Incredibly, we’re hearing that some local Citizens Advice are insisting advisers must take on 10 new cases per week. But meeting the 277 target, including holidays, would mean around 8 a week, so why 10? And advisers are being told they need to make up missed numbers if they’re off sick – which a lot of them will be with the stress this is going to cause.
IMA research last October found MaPS-funded local CA advisers needed 5h 15m per new client for advice, notes and COA letter. Multiplied by 10 cases, that’s over 52 hours a week, and that’s before any ongoing casework.
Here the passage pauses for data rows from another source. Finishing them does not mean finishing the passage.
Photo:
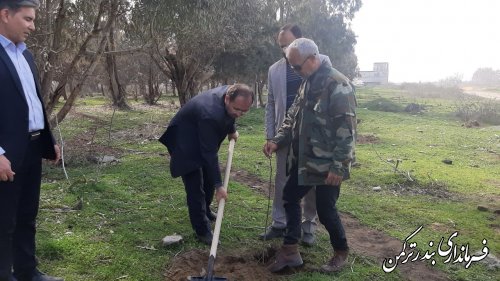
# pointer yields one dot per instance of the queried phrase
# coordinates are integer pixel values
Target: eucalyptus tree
(68, 45)
(187, 36)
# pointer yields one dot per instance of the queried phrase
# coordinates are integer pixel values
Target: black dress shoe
(38, 276)
(211, 216)
(272, 233)
(8, 278)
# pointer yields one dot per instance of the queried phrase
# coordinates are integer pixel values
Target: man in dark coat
(25, 139)
(193, 138)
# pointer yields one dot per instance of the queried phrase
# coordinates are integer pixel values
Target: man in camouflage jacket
(319, 128)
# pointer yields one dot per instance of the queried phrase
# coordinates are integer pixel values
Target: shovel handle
(222, 202)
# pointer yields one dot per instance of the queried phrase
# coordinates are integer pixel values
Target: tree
(188, 35)
(486, 76)
(68, 46)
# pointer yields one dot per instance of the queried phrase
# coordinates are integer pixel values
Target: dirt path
(241, 265)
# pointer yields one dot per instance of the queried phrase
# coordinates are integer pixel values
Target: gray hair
(305, 47)
(17, 4)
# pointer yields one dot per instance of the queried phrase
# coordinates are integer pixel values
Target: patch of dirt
(238, 266)
(84, 148)
(437, 190)
(242, 266)
(366, 139)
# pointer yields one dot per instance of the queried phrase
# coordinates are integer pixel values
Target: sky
(428, 40)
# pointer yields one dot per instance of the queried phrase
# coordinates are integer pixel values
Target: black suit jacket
(194, 135)
(14, 113)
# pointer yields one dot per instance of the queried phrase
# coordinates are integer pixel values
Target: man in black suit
(193, 138)
(25, 139)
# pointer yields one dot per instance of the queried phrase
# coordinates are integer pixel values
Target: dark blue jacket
(14, 113)
(194, 135)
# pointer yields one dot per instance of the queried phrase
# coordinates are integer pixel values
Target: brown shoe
(337, 262)
(288, 255)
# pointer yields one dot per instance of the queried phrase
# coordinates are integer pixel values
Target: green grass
(127, 207)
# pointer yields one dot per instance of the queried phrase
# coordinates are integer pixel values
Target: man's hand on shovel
(269, 148)
(220, 193)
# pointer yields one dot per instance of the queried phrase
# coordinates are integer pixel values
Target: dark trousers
(326, 198)
(18, 211)
(199, 195)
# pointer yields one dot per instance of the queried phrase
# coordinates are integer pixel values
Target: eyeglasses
(298, 67)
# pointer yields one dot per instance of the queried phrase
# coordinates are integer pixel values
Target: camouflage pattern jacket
(320, 127)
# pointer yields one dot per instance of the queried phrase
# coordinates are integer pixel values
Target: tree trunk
(75, 91)
(117, 92)
(53, 56)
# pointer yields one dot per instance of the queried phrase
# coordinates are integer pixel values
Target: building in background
(378, 76)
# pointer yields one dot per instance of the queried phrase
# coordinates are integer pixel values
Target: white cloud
(427, 40)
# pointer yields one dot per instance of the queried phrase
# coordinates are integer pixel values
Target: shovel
(218, 222)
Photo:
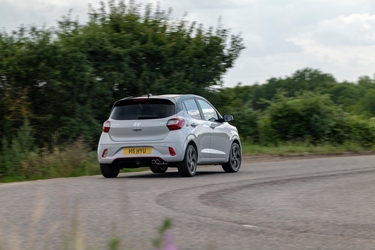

The same IMA research showed MaPS-funded debt advisers were already working an average of 6 hours a week unpaid overtime.
This target is impossible, especially as we are faced with increasingly complex cases and more clients who simply cannot afford the basics of life.
This puts advisers in a position of:
a) rushing through cases to hit targets and providing a poor service,
b) working 15+ hours a week for free to keep up with workloads, or
c) sticking to what they can manage in their contracted hours and getting penalised by employers.
This completely flies in the face of HSE guidance on workplace stress: “the organisation provides employees with adequate and achievable demands in relation to the agreed hours of work”. We remind these employers that they have a legal duty to protect employees from stress, do a risk assessment and act on it.
We’ve lost so many good debt advisers since this recommissioning mess started. Research in December found that 29% of debt advisers had left, or were in the process of leaving, their jobs. More are now talking about leaving after the announcement of these targets, just at a point when skilled advisers will be needed more than ever.
We’re not working for free to keep up with unachievable targets, and if employers and lead organisations persist with this, our members will respond appropriately.